Speaking of this not being perfect, it double-dips. If there are two databases growing on the same drive with 10 GB free, it says that each one has 10 GB of growth available. I was not able to rewrite this to take that into account while also accounting for databases with multiple files in a single filegroup spread across multiple drives.

Now I’m two weeks ahead of projected file growths and over three months ahead of projected out-of-space errors.

This is very basic information, and I’d have trouble imagining any SQL monitoring software not capturing this in a table you can query.

If I Didn’t Have Idera…

If I didn’t have Idera, or any other monitoring software I could query, I’d be going out at least once a day and pulling the allocated and used space from every file on every server. I may want to do it more often to find peak usage, such as when online index rebuilds are using twice their typical space over the weekends; I take advantage of Idera capturing this hourly. I’ll capture it using something like this:

SELECT @SQL = 
'USE [?]

INSERT INTO DBA..FileSizes (DateAdded, Database_ID, File_ID, Data_Space_ID, SizeMB, UsedMB)
select GETDATE() 
, Database_ID = DB_ID()
, f.File_ID
, f.data_space_id
, SizeMB = ((f.size*8/1024)) 
, UsedMB = (FileProperty(f.name, ''SpaceUsed'')*8/1024) 
from sys.database_files f
'

exec sp_MSforeachdb @SQL

Then I’d need to see how much free space I have on each drive, so I’d go to Ed Wagner’s article Time and Space: How to Monitor Drive Space in SQL Server. Knowing that we use MountPoints in places, I’d have to change his script to use “volume” instead of “logicaldisk” (also mentioned in his comments). This minor change is about the best case scenario you’ll run across.

Remember, the scripts you find on the internet are typically designed to work perfect on the AUTHOR’s system, not yours. It’s not Ed’s fault they don’t use MountPoints, in fact he should probably be congratulated for not making his environment more complex than it needs to be. He should also be congratulated on not making a change to his article that he can’t properly test. At least you know you have to be extra careful testing this change instead of being led to believe the author did something they couldn’t do properly.
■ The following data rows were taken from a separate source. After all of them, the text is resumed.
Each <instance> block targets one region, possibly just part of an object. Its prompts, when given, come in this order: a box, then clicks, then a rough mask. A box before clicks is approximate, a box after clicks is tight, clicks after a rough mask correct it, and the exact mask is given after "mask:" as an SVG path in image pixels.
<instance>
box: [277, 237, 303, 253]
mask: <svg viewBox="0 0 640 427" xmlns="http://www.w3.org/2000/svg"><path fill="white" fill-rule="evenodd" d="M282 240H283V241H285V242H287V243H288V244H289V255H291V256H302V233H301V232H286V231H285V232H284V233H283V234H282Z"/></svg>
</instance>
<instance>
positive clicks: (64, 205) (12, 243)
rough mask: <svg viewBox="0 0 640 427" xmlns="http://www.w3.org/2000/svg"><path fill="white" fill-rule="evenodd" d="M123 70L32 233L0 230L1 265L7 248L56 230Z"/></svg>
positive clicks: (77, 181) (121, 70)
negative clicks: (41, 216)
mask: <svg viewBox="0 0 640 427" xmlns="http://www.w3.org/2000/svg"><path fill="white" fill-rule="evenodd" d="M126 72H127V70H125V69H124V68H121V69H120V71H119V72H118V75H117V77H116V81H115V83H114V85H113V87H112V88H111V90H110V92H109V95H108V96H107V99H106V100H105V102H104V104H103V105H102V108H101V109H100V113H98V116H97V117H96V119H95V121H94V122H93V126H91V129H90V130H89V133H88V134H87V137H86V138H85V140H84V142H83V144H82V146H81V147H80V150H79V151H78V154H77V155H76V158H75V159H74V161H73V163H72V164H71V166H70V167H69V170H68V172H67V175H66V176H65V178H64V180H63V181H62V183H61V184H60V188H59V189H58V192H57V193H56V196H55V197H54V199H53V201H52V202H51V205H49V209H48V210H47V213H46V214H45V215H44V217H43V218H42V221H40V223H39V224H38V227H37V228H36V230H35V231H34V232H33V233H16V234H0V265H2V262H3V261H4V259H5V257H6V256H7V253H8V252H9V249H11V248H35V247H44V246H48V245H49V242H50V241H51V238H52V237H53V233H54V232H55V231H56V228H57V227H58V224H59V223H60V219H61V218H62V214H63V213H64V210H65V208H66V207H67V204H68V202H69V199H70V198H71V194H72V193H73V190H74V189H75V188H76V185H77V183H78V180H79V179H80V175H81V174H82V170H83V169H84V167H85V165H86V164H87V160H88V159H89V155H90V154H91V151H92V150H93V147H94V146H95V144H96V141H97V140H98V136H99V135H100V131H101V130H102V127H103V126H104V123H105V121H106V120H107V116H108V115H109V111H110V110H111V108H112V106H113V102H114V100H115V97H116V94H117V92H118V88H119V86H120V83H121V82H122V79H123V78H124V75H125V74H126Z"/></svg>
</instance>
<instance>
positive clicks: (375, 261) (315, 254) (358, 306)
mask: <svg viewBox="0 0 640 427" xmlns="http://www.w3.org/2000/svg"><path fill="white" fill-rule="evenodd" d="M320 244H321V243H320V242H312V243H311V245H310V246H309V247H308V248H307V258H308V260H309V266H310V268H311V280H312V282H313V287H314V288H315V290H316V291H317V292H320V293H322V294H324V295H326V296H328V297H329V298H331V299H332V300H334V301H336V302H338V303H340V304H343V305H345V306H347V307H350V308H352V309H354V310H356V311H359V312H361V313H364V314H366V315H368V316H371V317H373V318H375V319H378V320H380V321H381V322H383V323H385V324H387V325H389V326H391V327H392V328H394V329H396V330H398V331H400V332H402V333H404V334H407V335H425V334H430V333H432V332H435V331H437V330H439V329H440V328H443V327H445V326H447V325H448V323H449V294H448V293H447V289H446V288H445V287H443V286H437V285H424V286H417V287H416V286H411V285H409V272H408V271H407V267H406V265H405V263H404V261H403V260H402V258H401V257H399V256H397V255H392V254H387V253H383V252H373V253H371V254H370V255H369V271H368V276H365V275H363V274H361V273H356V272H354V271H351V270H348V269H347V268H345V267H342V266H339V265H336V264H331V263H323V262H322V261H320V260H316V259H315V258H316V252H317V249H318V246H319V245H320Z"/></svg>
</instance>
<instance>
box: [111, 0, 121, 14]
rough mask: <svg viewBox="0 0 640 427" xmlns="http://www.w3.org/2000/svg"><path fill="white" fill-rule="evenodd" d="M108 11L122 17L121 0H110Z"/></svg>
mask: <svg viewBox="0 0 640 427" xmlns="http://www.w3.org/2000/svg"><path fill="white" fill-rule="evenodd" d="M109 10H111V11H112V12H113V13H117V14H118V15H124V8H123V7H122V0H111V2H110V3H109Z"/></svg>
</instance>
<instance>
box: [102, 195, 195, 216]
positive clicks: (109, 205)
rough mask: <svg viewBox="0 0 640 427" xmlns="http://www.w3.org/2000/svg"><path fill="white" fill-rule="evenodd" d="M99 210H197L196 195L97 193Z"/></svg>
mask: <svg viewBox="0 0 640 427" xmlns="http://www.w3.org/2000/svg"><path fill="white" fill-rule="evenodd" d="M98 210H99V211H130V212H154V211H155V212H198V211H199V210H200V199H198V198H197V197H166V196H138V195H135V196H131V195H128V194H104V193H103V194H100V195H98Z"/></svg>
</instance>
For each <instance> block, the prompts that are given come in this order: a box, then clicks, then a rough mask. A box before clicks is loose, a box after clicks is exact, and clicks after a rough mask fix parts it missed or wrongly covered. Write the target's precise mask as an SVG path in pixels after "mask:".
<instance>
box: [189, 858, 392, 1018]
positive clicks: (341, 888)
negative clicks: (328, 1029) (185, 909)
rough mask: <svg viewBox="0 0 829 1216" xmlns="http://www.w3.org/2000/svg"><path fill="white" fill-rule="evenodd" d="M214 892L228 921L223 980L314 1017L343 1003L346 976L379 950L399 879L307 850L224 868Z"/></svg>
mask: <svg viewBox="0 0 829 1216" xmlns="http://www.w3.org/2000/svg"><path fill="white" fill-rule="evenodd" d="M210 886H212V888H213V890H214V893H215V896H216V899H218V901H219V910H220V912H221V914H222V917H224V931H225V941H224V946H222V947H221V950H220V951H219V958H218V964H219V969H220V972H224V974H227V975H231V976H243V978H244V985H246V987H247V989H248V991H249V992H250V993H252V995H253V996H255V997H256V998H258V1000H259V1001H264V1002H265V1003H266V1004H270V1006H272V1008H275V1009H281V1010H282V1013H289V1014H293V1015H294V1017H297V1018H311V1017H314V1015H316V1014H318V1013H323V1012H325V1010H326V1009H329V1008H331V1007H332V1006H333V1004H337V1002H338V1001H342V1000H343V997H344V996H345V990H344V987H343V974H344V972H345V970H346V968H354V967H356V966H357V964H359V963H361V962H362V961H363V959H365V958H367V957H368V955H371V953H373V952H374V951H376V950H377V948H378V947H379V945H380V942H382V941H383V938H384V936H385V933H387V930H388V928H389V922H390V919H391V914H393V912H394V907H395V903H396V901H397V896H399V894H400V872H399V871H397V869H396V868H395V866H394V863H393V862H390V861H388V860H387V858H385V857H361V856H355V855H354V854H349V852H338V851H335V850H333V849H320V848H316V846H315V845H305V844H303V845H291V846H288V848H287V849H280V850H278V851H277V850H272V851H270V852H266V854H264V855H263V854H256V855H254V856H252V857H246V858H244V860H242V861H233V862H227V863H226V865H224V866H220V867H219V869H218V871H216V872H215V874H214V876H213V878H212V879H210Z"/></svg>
After getting the drive’s free space, I’d have to look at the file growth rates to see how large my files could grow. Keep in mind that growth in sys.database_files could be either a percentage or the number of 8kb pages the file will grow by, depending on the value in is_percent_growth. Static growths are easy, just divide by 128 and that’s how many MBs it will grow by. It’s easier (and better for your server) to change percentage growths to MB than it is to look up the logarithmic functions used to calculate compound interest that also apply here.

Now that you have the free space on the drive and the growth rates on the files, you can calculate the maximum size the file can grow to. Use this with trends on the used space to calculate when that size won’t be enough for you.

Make sure you test your results, you’ll have to support it.

So Your Database Is Growing…

Databases get larger, it’s what they do. A normal DBA then goes through and makes sure that there’s room for that growth. A better DBA will do that, too, but then follow it up by figuring out why the database is growing and try to justify it.

I have seen way too many databases out there that don’t purge old data that’s useless to the company. Sometimes the purge was never written, sometimes the code to do that is never being called for several somewhat humorous reasons. Any way you look at it, the data is growing and it’s easy to fall into the trap of just adding space every month, forever.

The way I handle this is by watching my tables and seeing how they’re growing. These are treated just like databases where the largest one isn’t necessarily the growth issue, and looking at historical data to see the growth trend is a better solution.

In the past I wrote a post called Monitoring Database and Table Sizes to get this info yourself. In the future, I’ll write Table Growth Trends – Idera Diagnostic Manager. At the time of this writing, I’m planning on the Table Growth post coming out three weeks after this one. Until then, I put this script up on my Idera Diagnostic Manager Scripts page, which is where I keep these posts organized and where I put my scripts to wait for me to blog about them.